$A$ person with a normal near point $(25 \;cm)$ using a compound microscope with an objective of focal length $8.0 \;mm$ and an eyepiece of focal length $2.5 \;cm$ can bring an object placed at $9.0 \;mm$ from the objective into sharp focus. What is the separation between the two lenses? Calculate the magnifying power of the microscope.

(88) Given:
Focal length of the objective lens,$f_{o} = 8.0 \;mm = 0.8 \;cm$
Focal length of the eyepiece,$f_{e} = 2.5 \;cm$
Object distance for the objective lens,$u_{o} = -9.0 \;mm = -0.9 \;cm$
Least distance of distinct vision,$d = 25 \;cm$
$1$. Finding image distance for the objective lens $(v_{o})$:
Using the lens formula $\frac{1}{v_{o}} - \frac{1}{u_{o}} = \frac{1}{f_{o}}$:
$\frac{1}{v_{o}} = \frac{1}{f_{o}} + \frac{1}{u_{o}} = \frac{1}{0.8} - \frac{1}{0.9} = \frac{0.9 - 0.8}{0.72} = \frac{0.1}{0.72} = \frac{1}{7.2}$
$v_{o} = 7.2 \;cm$
$2$. Finding object distance for the eyepiece $(u_{e})$:
The final image is formed at the near point,so $v_{e} = -25 \;cm$.

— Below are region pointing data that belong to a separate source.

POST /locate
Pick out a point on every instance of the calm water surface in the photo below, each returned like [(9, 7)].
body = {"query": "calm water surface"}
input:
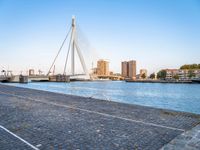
[(181, 97)]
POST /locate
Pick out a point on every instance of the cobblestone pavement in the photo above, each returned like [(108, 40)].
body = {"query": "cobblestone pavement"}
[(189, 140), (57, 121)]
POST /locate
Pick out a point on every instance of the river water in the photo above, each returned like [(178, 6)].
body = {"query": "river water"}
[(181, 97)]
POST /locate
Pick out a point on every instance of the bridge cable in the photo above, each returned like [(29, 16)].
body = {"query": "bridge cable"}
[(59, 51)]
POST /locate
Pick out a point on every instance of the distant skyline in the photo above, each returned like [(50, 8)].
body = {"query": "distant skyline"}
[(157, 34)]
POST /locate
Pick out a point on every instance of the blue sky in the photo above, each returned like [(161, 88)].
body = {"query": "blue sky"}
[(156, 33)]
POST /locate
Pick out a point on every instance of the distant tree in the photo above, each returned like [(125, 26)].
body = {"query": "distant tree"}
[(191, 74), (176, 77), (161, 74), (143, 76), (152, 76), (185, 67)]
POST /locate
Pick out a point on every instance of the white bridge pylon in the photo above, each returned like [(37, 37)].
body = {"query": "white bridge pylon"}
[(73, 47)]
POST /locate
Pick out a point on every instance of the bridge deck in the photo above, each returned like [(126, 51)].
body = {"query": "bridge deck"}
[(47, 120)]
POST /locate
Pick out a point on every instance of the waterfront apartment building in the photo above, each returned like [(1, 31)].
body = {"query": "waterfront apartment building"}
[(183, 74), (128, 69), (103, 68), (143, 71)]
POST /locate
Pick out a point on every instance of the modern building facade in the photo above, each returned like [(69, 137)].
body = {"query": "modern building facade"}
[(128, 69), (143, 71), (183, 74), (103, 68)]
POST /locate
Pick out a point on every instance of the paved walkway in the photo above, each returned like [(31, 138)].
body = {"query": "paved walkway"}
[(189, 140), (46, 120)]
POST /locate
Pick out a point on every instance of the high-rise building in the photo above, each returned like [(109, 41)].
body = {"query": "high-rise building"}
[(143, 73), (124, 69), (129, 69), (103, 67)]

Using the lens formula $\frac{1}{v_{e}} - \frac{1}{u_{e}} = \frac{1}{f_{e}}$:
$\frac{1}{u_{e}} = \frac{1}{v_{e}} - \frac{1}{f_{e}} = \frac{1}{-25} - \frac{1}{2.5} = \frac{-1 - 10}{25} = -\frac{11}{25}$
$u_{e} = -\frac{25}{11} \approx -2.27 \;cm$
$3$. Separation between the lenses $(L)$:
$L = v_{o} + |u_{e}| = 7.2 + 2.27 = 9.47 \;cm$
$4$. Magnifying power $(M)$:
$M = \frac{v_{o}}{|u_{o}|} \left(1 + \frac{d}{f_{e}}\right) = \frac{7.2}{0.9} \left(1 + \frac{25}{2.5}\right) = 8 \times (1 + 10) = 88$.